The algorithmic opacity is the core concern: candidates who are ranked lower by LinkedIn's AI may never be seen by a recruiter, without any human review of why they were deprioritised.
The challenge of LinkedIn Recruiter compliance
LinkedIn is unusual among HR AI tools because the AI operates upstream — before candidates ever apply.

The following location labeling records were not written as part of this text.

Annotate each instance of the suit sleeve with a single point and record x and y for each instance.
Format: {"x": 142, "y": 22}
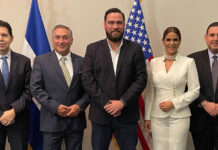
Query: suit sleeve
{"x": 84, "y": 101}
{"x": 137, "y": 87}
{"x": 37, "y": 88}
{"x": 20, "y": 104}
{"x": 89, "y": 81}
{"x": 193, "y": 88}
{"x": 201, "y": 97}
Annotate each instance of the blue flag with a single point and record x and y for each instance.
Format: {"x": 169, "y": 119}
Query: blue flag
{"x": 35, "y": 43}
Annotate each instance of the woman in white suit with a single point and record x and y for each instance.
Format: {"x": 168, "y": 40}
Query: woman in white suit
{"x": 167, "y": 100}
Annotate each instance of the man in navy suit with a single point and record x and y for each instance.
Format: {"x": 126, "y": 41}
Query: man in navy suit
{"x": 114, "y": 75}
{"x": 56, "y": 85}
{"x": 14, "y": 93}
{"x": 204, "y": 119}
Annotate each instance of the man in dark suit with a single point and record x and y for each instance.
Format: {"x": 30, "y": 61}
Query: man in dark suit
{"x": 204, "y": 119}
{"x": 114, "y": 75}
{"x": 56, "y": 85}
{"x": 14, "y": 93}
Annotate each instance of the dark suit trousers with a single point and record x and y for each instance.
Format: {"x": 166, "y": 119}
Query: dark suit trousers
{"x": 17, "y": 137}
{"x": 208, "y": 139}
{"x": 73, "y": 140}
{"x": 126, "y": 135}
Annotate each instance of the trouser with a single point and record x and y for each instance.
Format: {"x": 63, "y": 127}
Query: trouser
{"x": 170, "y": 133}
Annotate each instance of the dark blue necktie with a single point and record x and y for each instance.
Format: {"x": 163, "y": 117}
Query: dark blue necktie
{"x": 5, "y": 70}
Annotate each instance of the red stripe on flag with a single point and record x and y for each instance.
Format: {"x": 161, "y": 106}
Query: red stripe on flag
{"x": 142, "y": 106}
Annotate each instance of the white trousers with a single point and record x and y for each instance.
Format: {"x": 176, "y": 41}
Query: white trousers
{"x": 170, "y": 133}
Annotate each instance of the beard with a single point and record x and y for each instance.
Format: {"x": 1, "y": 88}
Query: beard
{"x": 214, "y": 51}
{"x": 115, "y": 39}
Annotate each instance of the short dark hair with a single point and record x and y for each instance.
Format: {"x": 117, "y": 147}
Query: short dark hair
{"x": 172, "y": 29}
{"x": 214, "y": 24}
{"x": 6, "y": 25}
{"x": 63, "y": 26}
{"x": 113, "y": 10}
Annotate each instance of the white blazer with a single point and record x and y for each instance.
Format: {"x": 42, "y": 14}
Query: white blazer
{"x": 163, "y": 86}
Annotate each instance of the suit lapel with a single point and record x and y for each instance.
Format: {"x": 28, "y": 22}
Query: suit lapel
{"x": 55, "y": 62}
{"x": 107, "y": 55}
{"x": 74, "y": 60}
{"x": 121, "y": 57}
{"x": 206, "y": 61}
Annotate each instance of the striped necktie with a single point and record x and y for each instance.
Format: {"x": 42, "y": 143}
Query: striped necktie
{"x": 5, "y": 70}
{"x": 215, "y": 72}
{"x": 65, "y": 70}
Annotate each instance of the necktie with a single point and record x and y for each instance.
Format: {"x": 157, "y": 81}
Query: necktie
{"x": 65, "y": 70}
{"x": 215, "y": 72}
{"x": 5, "y": 70}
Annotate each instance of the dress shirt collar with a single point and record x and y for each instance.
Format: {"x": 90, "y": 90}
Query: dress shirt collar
{"x": 68, "y": 56}
{"x": 210, "y": 54}
{"x": 111, "y": 47}
{"x": 8, "y": 55}
{"x": 176, "y": 58}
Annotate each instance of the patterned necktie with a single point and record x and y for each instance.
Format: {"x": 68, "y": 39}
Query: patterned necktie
{"x": 215, "y": 72}
{"x": 65, "y": 70}
{"x": 5, "y": 70}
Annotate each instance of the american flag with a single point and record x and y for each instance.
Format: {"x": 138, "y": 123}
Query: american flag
{"x": 136, "y": 32}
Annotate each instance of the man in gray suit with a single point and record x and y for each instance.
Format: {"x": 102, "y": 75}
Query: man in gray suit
{"x": 204, "y": 119}
{"x": 15, "y": 96}
{"x": 56, "y": 85}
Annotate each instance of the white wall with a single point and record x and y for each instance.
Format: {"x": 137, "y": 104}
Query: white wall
{"x": 85, "y": 18}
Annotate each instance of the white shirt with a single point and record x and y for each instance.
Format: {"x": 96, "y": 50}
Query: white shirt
{"x": 8, "y": 60}
{"x": 115, "y": 55}
{"x": 210, "y": 54}
{"x": 68, "y": 62}
{"x": 163, "y": 86}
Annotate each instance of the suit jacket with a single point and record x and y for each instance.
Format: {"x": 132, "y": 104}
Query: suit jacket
{"x": 199, "y": 116}
{"x": 171, "y": 85}
{"x": 50, "y": 89}
{"x": 17, "y": 93}
{"x": 102, "y": 85}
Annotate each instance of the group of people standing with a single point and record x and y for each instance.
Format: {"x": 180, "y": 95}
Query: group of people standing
{"x": 110, "y": 78}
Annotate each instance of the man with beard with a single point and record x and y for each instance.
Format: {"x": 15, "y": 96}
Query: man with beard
{"x": 114, "y": 75}
{"x": 204, "y": 119}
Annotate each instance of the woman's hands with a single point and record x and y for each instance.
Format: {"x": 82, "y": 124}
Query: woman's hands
{"x": 166, "y": 105}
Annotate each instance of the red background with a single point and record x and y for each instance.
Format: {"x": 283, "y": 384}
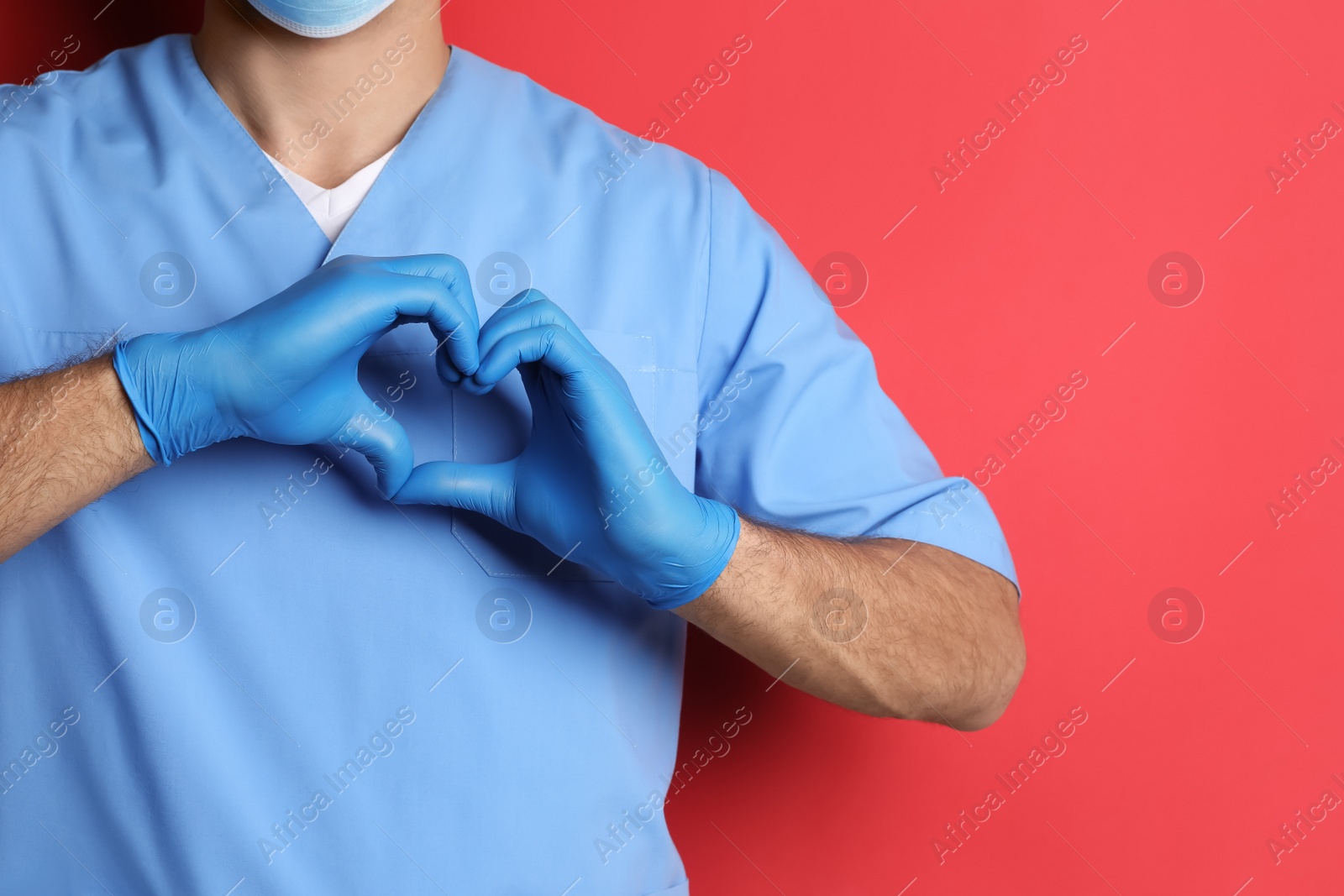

This creates a disclosure challenge: you must inform candidates that AI was used in identifying them, but many of them may not have applied at all.
Practical approaches include:
- Adding a note to outreach messages: "You were identified as a potential match using AI-assisted candidate search tools."
- Including an AI sourcing disclosure in your job posting description
- Updating your careers page privacy notice to cover AI-assisted sourcing
What to ask LinkedIn
Contact your LinkedIn account manager or enterprise customer success contact and request:
- EU Declaration of Conformity for LinkedIn Recruiter AI recommendation and ranking features
- Technical documentation summary describing the system's intended purpose, training data characteristics, and known bias mitigations
- Confirmation of EU AI database registration once the database becomes operational
LinkedIn has publicly committed to EU AI Act compliance work, but formal documentation timelines have not been announced. Follow up with your account team before the enforcement deadline.